Things don’t look good at the end of 2023. Human beings have developed increasing power over nature, and that power has not been used responsibly. Does “sustainable development” even have any meaning anymore? Might we be heading for a great extinction of life, perhaps even the end of our own species? Perhaps the end of all life, planet Earth becoming nothing but a dead rock? “No,” people say, “Even human beings can’t do so much damage that all life on Earth will come to an end. At least there will be slime moulds.” Yes, surely there will be surviving life-forms that will evolve again, to the glory of God.

But a thought arose in me: perhaps not. There is no guarantee that life on Earth will continue. Every living thing is born, lives, and then dies: that is the way that life is. Everything could die, even the slime-moulds, even the smallest bacteria. The Earth could die. Perhaps that is God’s plan, but something too difficult for human beings to understand?  “Things don’t look good at the end of 2023,” I wrote above. What if that thought is totally erroneous? What if the end of life on Earth is part of God’s plan? Could the death of the planet, of all life on the planet, be good? “Oh, no, no!” my heart cried, as I was overwhelmed by my own thoughts. “Not total death! Not the end of all these amazing life-forms! No, no!”

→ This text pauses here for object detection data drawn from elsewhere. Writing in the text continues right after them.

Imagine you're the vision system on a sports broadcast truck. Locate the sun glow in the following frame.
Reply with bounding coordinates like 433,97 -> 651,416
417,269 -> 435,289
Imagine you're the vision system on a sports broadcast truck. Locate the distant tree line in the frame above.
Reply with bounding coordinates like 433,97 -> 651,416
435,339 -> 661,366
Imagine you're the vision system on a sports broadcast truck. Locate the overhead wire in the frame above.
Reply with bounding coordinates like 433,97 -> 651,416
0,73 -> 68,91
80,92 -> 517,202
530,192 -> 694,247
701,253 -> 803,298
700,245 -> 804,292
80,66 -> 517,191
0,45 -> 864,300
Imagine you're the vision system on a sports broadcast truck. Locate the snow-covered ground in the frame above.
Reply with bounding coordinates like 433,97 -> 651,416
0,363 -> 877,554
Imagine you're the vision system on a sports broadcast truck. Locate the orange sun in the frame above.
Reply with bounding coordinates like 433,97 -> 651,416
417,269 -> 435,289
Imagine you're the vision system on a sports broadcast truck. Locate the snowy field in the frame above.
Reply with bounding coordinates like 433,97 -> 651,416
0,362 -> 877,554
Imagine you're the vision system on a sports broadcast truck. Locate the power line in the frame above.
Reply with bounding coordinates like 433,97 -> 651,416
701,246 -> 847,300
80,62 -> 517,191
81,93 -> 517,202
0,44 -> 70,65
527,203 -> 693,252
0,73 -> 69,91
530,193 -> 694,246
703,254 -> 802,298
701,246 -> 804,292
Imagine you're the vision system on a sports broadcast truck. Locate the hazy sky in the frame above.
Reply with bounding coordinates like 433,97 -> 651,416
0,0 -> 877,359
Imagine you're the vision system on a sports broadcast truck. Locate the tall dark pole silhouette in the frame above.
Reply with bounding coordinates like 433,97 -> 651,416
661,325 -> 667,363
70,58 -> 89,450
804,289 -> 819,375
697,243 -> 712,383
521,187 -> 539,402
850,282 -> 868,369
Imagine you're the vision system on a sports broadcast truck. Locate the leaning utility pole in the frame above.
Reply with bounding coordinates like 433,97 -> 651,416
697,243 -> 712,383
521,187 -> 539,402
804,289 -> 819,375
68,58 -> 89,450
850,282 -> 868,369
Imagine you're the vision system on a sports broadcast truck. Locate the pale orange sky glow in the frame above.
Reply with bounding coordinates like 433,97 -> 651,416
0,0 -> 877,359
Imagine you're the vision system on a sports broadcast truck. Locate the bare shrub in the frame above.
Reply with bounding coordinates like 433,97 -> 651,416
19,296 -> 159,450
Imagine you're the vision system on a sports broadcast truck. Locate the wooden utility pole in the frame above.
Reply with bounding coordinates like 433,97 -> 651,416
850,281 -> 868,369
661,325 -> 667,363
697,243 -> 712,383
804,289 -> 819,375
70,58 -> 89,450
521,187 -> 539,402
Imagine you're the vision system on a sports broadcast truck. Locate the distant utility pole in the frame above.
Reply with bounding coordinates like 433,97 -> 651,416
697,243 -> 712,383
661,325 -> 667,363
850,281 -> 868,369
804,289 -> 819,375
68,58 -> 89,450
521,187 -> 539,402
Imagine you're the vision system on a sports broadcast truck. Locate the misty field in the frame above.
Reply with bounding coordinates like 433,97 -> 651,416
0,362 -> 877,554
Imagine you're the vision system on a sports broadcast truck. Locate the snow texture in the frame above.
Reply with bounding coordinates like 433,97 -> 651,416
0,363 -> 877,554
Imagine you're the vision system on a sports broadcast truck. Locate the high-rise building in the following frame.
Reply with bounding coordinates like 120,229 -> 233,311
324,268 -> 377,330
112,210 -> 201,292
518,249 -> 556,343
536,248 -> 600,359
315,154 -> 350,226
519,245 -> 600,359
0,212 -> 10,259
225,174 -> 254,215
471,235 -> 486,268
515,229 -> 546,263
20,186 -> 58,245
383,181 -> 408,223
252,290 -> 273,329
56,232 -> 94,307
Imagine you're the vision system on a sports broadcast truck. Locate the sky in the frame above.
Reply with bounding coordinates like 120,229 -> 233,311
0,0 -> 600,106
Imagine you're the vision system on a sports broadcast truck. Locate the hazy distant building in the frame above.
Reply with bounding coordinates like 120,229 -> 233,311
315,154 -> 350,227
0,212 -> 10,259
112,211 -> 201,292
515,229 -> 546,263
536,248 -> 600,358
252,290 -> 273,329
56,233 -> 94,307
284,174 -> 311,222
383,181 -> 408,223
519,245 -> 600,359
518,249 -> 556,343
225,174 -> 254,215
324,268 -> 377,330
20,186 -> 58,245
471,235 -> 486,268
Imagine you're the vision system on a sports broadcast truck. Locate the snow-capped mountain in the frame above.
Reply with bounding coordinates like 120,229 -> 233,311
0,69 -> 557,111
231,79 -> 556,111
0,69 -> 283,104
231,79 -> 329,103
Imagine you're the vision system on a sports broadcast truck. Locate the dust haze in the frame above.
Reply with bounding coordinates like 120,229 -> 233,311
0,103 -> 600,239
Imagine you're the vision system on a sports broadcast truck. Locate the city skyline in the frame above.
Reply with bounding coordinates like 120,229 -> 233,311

A few weeks later, in a Quaker meeting for worship, a strange vision came to me. Perhaps it was simply a reassuring answer to my own fears, welling up from my subconscious mind. I spoke it as Ministry, and now, here I am, writing it down.

The place was hard to fathom. I was moving along as if swimming underwater, but it was vast, limitless, many more than three dimensions. I saw a bubble coming up from some deep space, perhaps from some era from aeons ago, and up it rose – up and up until it was beside me. Then it started to open and unfurl, like a rose opening its petals, slowly, one by one, so beautiful. I moved closer and gazed through the bubble: it was made of nothingness, like a soap bubble, iridescent, swirling, changing. I saw inside a place of wonder: it was planet Earth, just a bare planet, a rock. 

As I watched, it was growing green and blue, and I saw fish and tadpoles and dinosaurs; I saw more and more wonders and unbelievable beauty. Then robins and mice and elephants and people. The people were building cathedrals and I could hear their symphonies and feel their passionate love for each other. Art, poems, beauty, reflections from water, reverence from the deep minds and the souls of these beautiful people. They were surrounded by seas full of stunningly wonderful creatures; forests full of birds singing and strange insects and frogs; meadows full of orchids and butterflies. 

Then, as I watched, shadows started to appear like darkness creeping over the petals of a rose. I could glimpse damage, conflict, the systems going wrong, too much taking, too little wisdom. A whiff of despair and heartbreak arose and then, suddenly, the bubble popped - and whoosh! - it was gone. It popped and was no more, with nothing left to show it had ever existed. I was overwhelmed with sadness and heartbreak. 

But then I saw another bubble arising, over there, and I moved closer and gazed into the bubble, and I watched another world unfurling, like another rose on a different bush across the garden. The bubble opened with all its wonder – then it popped! And, looking over there, I saw another bubble; and I was aware of bubbles all around, in and throughout this strange multi-dimensional space. Millions of bubbles, arising and popping, throughout all eternity, throughout all infinity. Each world arising, living for a while, dying.

Perhaps God’s creation on this Earth won’t continue . . . but perhaps the Earth could be part of a much bigger picture.